I like the smell of a pumpkin pie spice mix, but I don’t care for coffee, so I don’t drink the PSL. Does this make me less girly?
Just checked with Mr. Parasol and he assures me our marriage is safe.
@Buttercup Q. Skullpants
Great. Now I’m wondering what a drunk incel sounds like …
@Threp:
Have you ever played a Ben Shapiro video at half speed?
I don’t understand why certain foods and beverages are coded ‘girly’ or ‘macho’. I used to have a boyfriend, many years ago, who liked strawberry daiquiris, the quintessential girly drink. He didn’t hesitate to order them in public. I think people were maybe a little more accepting of it back then – androgeny was hip in the 1980s.
I also read somewhere that many men were reluctant to recycle, because they were afraid it would make them look ‘gay’.
Hello! I would be grateful if you could post about this misogynistic article in The Federalist:
https://thefederalist.com/2020/10/05/how-strong-women-like-amy-coney-barrett-submit-to-their-husbands-with-joy/
I’ve never cared a whole lot for pumpkin spice lattes. I’m more a cinnamon dolce lady. Also, I now live miles and miles from the nearest Starbucks. I used to live in a town thar had one on almost every corner.

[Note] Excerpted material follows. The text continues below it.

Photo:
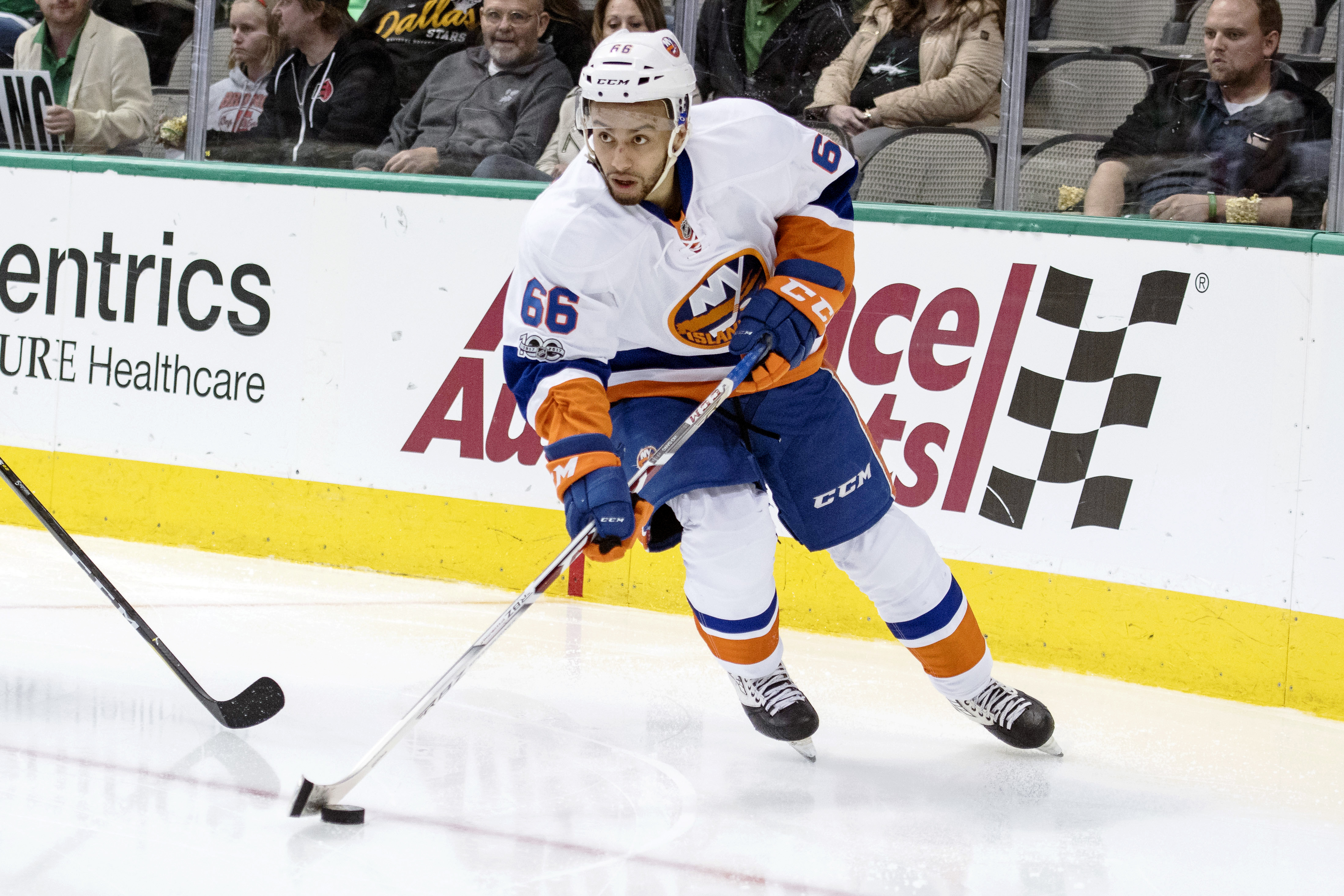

@Jenora & Dalilama: Thanks for pointin that out, really interesting. I agree about the food mystification nonsense. I just really hate the artificial banana flavor. I’m generally pretty picky with fruit as I prefer them slightly before they’re ripe (my tolerance for sweet flavors isn’t that high). Banana flavor stands out to me because it is so much sweeter than the bananas I’m used to.
@Surplus: In the netherlands christmas is usually warded off somewhat by the Sinterklaas celebrations (our saint Nicholas, with his blackface pal), but that tends to creep further up into the year. I came across the first of those yesterday in the supermarket. Halloween isn’t really a thing here (yet).
@Naglfar:
Food Babe. *twitch* Yeah, she’s the epitome of exactly the sort of idiocy I was talking about, and she’s managed to get enough clout to actively make food less safe for everybody, as well as encouraging the sort of distrust of science and authorities that underlies so many of the conspiracy theories we’re all dealing with now.
She seems like the sort of person where the only reason she might not fall for the ‘Di-Hydrogen Monoxide’ joke is that she already got embarrassed badly by falling for it previously.
(For those unfamiliar with the joke, people have written up entire websites on Dihydrogen Monoxide, using the same sort of inflammatory language used by a lot of the ‘don’t eat chemicals’ sorts of people. DHMO is, in fact, just water. It’s still possible to overdose on it. It’s possible to overdose on Oxygen, too, which doesn’t make it any less necessary.)
@Jenora Feuer
DHMO is one of those things where it’s hard to tell which sites are serious and which are satire. I know at least a few are Poe’s Law satires of it.